守る会の事務局のYさん、Mさん、茨城の会のUさんと私。
4人でこの横断幕を持って最前列に並んだ。
すぐ後ろに夫とSさん、弁護団の先生方がつづき、沿道で見守る大勢の支援者の皆さんに送られて、私たちは裁判所の建物に向かった。
正門を入る前、私たちの前にはたくさんの報道陣がカメラを構えていて、自分の想像以上にこの日の決定が注目されていることを感じた。
東京高裁15階の第4刑事部書記官室。
私は、弁護団の先生方とともに入り、勧められるままに請求人の家族として椅子に座った。
夫たちは、すぐ奥の小さな部屋にそれぞれの主任弁護人であるS先生とT先生とともに案内され入って行った。
時計を見ると10時5分前だったろうか・・・。
あと5分ある・・・
そう思いながら周りを見渡すと、部屋の雰囲気がとても穏やかに感じられた。
ピリピリした感じが全く感じられなかった。
「掛けてお待ちください」と言いながら、「椅子が少なくて済みません」と職員が本当に済まなさそうに声をかけて来たこと・・・
書記官と弁護団事務局長のY先生の事務連絡?の内容も、「しんせつ」そのものだった。
何度も部屋の掛け時計を見上げ、確認し、きっかり午前10時に、担当書記官が決定書4名分持って夫たちの待つ部屋に入って行く姿を見送った。
ほとんど時間をおくことなく、背中越しに座っていた夫が振り返って(?実際私はこの瞬間を見逃してしまいました!・・・)私たちにVサインが・・・。
後ろから声が聞こえた。
「Vサイン?sakuraiさんがVサインを出したよ!」
「待って、待って!ちゃんと確かめてから・・・」
そして、正面に顔の見えた弁護団長でもあるS先生がニコニコ顔で両手で○の合図をするのが見えた!
私は、小さな声で「やったー!」とたぶん言ってしまったような・・・。
後ろにいた弁護団の先生方に「○ですね!」と確認し、小さな拍手をしてしまった。
先生方も小さな拍手!
拍手はダメ!と顔をほころばせながら制する事務局長のY先生。
書記官室の外にいたマスコミの人たちがガラス越しに見えた私たちの反応で即、ニュースに。
NHKのテロップが10時5分に流れたというのですから、その間3~4分のことだったようだ。
でも、Y先生は、本人たちが出てくるまでは「待って、待って・・・」・・・と両手を広げ私たちを制し続けた。

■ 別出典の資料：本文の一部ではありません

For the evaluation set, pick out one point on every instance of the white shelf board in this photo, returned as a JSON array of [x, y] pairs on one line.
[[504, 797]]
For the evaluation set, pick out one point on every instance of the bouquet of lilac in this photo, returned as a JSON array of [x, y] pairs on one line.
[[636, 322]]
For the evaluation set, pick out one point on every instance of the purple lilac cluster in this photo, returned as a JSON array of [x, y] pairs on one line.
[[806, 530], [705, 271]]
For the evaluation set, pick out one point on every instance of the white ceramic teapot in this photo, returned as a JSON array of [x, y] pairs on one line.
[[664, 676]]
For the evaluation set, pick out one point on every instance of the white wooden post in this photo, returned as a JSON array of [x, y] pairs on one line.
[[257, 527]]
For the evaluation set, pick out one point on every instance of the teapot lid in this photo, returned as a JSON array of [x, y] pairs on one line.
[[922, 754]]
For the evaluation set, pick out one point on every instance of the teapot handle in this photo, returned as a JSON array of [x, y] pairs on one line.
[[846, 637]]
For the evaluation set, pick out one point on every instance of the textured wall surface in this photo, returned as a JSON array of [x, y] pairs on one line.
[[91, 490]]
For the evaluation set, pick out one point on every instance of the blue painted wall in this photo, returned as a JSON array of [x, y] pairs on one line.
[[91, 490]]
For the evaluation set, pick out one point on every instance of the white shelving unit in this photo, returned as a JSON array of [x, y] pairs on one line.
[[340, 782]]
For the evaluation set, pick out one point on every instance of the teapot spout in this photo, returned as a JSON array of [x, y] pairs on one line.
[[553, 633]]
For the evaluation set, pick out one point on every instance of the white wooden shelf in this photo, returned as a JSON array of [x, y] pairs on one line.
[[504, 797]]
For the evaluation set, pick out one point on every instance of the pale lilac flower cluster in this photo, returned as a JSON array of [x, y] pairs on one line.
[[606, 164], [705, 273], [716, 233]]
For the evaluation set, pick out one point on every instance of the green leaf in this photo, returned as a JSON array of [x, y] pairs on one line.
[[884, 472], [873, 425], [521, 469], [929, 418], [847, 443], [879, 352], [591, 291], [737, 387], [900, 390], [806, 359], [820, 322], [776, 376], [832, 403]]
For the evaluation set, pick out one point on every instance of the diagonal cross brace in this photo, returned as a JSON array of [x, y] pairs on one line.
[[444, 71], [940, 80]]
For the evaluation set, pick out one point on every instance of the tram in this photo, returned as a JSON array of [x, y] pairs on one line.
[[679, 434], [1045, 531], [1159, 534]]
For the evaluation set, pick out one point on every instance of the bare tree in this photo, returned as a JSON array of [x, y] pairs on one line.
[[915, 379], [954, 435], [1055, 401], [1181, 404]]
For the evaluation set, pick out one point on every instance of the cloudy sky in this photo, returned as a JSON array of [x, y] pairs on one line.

部屋から出て私たちのもとに来た夫たちは、にこにこ顔だった。
夫は、先生方一人一人と握手をし、お礼を言いながら私の前でいきなり方向転換。
列を変えてほかの先生方と握手、握手・・・。
一瞬、ポカンとしている私を見て
「あっ、keikoさんを忘れちゃった!」と言って戻って来て抱き寄せてくれた・・・。
Y先生に促されて、書記官室を喜びいっぱいで出た。
今になって思う。
「書記官室の皆さんにちゃんと挨拶して来たかなぁ?」って、なんだか全く思い出せない・・・。
先生方と喜びあいながら部屋を出て、3機のエレベーターに分乗して一階に降りたが・・・
ここでも
「揃って正面玄関を出ますから」のY先生の指示。
そうだった!・・・興奮ぎみの自分を自覚しながら、
「勝利決定」を持つM先生
「再審開始」を持つA先生の走り出したあと、夫たちについて私は外に出、たくさんの人たちの歓声の中に迎えていただいた・・・。
結局、高裁正門前で待つ宣伝カーや支援者の皆さんに「勝利決定」が伝わったのは、NHKのテロップよりも遅くなった10時10分頃だったろうか・・・。
それからは、報道の通りです。
本当にたくさんの報道陣、駆けつけてくださった200人余の支援者の皆さんに囲まれ、ともに喜びあいました。